Personal information
- Born: December 15, 1907 Bedford, Indiana, U.S.
- Died: June 26, 1990 (aged 82) Indianapolis, Indiana, U.S.
- Listed height: 6 ft 0 in (1.83 m)
- Listed weight: 210 lb (95 kg)

Career information
- College: Indiana

Career history
- Portsmouth Spartans (1930); Frankford Yellow Jackets (1931);
- Stats at Pro Football Reference

= Carroll Ringwalt =

American football player (1907–1990)

Carroll Walter Ringwalt (December 15, 1907 – June 26, 1990) was an American football player.

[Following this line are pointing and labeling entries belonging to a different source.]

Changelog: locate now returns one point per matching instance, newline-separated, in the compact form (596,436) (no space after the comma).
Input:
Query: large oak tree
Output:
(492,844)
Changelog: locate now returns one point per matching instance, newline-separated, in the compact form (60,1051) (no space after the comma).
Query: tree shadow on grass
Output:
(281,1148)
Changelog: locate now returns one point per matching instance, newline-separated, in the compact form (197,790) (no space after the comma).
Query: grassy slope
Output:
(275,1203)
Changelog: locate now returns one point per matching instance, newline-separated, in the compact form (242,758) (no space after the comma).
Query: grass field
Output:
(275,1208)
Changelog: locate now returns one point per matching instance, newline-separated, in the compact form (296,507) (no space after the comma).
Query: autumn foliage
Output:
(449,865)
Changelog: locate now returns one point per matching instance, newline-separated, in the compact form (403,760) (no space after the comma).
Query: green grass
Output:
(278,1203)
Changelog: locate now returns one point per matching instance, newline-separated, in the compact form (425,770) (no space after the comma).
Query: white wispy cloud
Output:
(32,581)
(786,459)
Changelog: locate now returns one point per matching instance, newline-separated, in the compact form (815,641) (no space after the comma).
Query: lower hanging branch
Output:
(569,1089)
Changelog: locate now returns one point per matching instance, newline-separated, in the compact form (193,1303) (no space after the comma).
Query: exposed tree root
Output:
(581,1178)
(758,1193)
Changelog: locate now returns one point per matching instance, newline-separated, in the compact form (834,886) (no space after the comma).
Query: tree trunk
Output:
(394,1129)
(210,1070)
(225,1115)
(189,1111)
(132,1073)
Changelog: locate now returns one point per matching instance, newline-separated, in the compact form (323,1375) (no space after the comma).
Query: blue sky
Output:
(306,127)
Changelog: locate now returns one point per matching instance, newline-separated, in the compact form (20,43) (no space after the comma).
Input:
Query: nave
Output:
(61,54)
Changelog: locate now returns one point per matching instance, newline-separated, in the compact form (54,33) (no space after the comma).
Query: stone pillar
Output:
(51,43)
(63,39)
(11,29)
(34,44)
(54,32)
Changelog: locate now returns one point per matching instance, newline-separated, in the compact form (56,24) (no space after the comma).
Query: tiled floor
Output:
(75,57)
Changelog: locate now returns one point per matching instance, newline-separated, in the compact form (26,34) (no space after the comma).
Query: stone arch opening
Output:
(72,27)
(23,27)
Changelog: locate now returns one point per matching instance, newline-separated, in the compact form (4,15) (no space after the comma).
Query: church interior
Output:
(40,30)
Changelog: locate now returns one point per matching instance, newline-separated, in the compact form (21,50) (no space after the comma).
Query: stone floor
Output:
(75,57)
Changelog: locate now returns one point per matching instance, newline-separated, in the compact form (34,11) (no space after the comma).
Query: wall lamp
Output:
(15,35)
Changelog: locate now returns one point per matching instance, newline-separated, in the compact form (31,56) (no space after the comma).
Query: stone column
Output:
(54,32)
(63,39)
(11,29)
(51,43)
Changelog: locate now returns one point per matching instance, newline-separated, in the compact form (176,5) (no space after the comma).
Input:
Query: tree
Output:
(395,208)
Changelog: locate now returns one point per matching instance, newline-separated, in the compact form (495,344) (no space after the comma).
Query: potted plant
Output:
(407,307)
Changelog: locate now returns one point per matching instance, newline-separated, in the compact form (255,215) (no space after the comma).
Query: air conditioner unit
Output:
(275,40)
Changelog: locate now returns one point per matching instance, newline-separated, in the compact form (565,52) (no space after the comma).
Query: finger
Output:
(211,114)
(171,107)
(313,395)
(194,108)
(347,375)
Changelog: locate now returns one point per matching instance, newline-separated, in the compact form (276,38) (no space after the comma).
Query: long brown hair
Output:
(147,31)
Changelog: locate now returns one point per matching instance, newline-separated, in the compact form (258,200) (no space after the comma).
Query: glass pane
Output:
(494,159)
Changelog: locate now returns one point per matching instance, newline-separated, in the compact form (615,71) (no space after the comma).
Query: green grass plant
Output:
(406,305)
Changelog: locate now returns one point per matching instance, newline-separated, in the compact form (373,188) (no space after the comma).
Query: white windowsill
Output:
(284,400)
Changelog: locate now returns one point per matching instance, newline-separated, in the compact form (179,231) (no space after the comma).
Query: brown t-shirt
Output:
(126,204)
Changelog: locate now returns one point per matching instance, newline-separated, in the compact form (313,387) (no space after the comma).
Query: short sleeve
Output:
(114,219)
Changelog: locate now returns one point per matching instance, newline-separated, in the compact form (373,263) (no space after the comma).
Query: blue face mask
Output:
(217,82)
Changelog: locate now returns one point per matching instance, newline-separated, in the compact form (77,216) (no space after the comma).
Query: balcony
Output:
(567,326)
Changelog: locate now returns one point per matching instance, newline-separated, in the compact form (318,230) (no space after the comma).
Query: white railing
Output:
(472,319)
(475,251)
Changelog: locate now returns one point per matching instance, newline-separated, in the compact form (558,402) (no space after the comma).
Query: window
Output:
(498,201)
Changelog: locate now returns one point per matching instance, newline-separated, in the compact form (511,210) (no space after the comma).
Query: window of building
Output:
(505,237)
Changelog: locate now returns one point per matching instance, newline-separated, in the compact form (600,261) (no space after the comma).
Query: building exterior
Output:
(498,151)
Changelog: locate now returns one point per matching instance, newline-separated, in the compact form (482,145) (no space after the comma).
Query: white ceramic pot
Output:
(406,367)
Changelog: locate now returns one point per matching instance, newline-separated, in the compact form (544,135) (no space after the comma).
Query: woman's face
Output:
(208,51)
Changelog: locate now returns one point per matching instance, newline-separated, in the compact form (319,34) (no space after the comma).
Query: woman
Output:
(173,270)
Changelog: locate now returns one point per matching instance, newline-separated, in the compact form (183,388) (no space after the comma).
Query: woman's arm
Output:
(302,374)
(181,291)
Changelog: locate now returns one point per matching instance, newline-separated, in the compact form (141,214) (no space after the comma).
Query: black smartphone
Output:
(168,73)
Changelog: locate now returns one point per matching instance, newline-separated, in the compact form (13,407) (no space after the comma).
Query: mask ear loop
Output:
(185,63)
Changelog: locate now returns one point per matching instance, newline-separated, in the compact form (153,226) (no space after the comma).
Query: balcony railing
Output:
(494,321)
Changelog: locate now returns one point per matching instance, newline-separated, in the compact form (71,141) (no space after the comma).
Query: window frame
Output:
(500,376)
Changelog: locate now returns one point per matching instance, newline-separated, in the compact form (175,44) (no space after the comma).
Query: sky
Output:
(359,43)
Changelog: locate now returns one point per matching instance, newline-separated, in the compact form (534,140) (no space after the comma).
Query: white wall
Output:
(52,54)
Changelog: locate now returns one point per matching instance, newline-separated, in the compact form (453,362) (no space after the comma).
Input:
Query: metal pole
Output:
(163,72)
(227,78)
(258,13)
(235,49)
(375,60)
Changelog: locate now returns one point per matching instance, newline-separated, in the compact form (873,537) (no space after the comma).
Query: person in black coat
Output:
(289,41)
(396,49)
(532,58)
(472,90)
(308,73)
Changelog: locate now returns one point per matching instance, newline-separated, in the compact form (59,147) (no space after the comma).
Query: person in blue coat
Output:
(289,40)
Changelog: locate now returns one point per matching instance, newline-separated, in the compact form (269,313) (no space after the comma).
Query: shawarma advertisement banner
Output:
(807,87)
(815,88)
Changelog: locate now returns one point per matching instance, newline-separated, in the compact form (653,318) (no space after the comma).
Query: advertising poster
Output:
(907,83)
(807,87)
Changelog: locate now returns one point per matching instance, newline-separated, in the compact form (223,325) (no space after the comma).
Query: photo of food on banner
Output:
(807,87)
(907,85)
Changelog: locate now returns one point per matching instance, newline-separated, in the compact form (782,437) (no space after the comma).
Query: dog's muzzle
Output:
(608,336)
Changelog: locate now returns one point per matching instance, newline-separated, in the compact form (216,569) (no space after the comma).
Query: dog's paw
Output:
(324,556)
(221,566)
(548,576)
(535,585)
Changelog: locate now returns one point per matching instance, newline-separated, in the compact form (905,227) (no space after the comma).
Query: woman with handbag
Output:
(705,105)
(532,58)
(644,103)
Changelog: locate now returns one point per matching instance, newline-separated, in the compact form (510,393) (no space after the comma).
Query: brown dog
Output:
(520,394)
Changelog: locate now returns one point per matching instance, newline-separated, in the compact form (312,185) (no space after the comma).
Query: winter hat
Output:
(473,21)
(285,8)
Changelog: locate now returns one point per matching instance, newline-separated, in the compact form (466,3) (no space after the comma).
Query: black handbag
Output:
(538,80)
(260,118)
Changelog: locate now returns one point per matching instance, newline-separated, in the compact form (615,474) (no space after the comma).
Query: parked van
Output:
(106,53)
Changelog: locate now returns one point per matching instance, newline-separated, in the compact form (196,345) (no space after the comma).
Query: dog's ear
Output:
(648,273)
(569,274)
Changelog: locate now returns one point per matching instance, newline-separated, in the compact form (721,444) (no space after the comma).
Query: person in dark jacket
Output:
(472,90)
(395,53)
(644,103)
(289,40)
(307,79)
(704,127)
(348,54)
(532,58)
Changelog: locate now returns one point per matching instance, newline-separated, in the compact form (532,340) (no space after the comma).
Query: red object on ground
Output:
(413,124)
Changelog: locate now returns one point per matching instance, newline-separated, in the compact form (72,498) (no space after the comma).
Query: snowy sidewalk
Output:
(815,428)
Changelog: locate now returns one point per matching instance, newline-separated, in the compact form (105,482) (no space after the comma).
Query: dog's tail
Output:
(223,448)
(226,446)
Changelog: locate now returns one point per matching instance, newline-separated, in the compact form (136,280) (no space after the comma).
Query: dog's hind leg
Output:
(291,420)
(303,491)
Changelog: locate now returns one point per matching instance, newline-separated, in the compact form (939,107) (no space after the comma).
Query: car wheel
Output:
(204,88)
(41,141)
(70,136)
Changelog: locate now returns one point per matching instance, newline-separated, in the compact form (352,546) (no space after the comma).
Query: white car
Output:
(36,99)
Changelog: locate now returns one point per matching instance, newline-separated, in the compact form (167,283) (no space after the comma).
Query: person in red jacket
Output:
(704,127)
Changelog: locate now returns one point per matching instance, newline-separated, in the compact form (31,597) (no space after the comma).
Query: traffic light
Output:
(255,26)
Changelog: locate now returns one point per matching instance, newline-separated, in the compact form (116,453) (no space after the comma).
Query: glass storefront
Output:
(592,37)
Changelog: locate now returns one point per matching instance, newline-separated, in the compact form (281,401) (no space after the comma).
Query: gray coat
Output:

Ringwalt was born in 1907 in Bedford, Indiana. He played college football as a center for Indiana University from 1927 to 1929.

He then played professional football in the National Football League (NFL) as a center and guard for the Portsmouth Spartans in 1930 and Frankford Yellow Jackets in 1931. He appeared in ten NFL games, four as a starter.

Ringwalt was married to Frances Jane Curran. They had two children. After retiring from football, Ringwalt worked in finance for almost 40 years in Indianapolis. He also served in the Army during World War II. He retired in 1980. He died in 1990 at his home in Indianapolis.